Thoughts on Prevention
The best prevention is don’t fly if it’s very turbulent, either from wind-driven mechanical turbulence or thermals.
Some observations: he put the trims halfway out to penetrate and wasn’t holding much brake pressure. That’s a vulnerable place. In this situation, at least for most wings, when encountering turbulence (as covered in Chapter 4) it’s best to fly trimmed slow and with brake pressure around 2 unless it’s in reflex mode AND the manual suggests otherwise.
1. If you take off and it’s worse than you expected, bite the bullet and carefully land, generally keeping brakes 2-3 when power off. This is even more critical if you’re not yet confident at active flying. More on that below. There are very few pieces of air this bad: reduce exposure.

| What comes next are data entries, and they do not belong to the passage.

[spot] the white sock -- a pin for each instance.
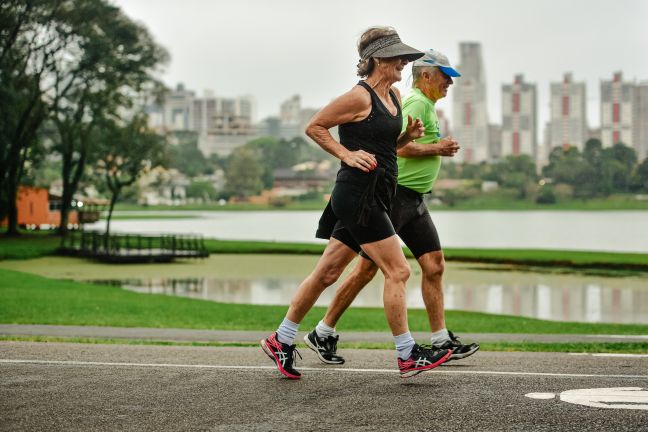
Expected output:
(287, 332)
(440, 337)
(323, 330)
(404, 344)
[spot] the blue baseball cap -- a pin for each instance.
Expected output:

I’ve not followed this advice, getting “talked into” a flight that turned out to be my worst aviation experience ever. By writing this, I’m reminding myself to more highly regard my easily-overruled inner voice of reason.
2. Follow the turbulence penetration guidance in Chap 4 of selecting slow trim and holding at least brake pressure 2 (about quarter brakes).
3. Learn active flying which would have almost certainly prevented this. But trying to do it in rough conditions without having acquired competency could be worse than just following the chapter 4 advice. In Panama, during that “worst aviation experience ever,” active flying skill saved my life. An SIV clinic is good, and HIGHLY recommended, but realize that only the reactions born of practice will do much good.
4. Do the SIV clinic but don’t spend that experience on accepting bigger air unless you just decide to keep the same risk and broaden your acceptable conditions. How any of us spends gained skill is a personal choice.
Flying rocks, but when it’s too rockin’ it’s time for dockin’.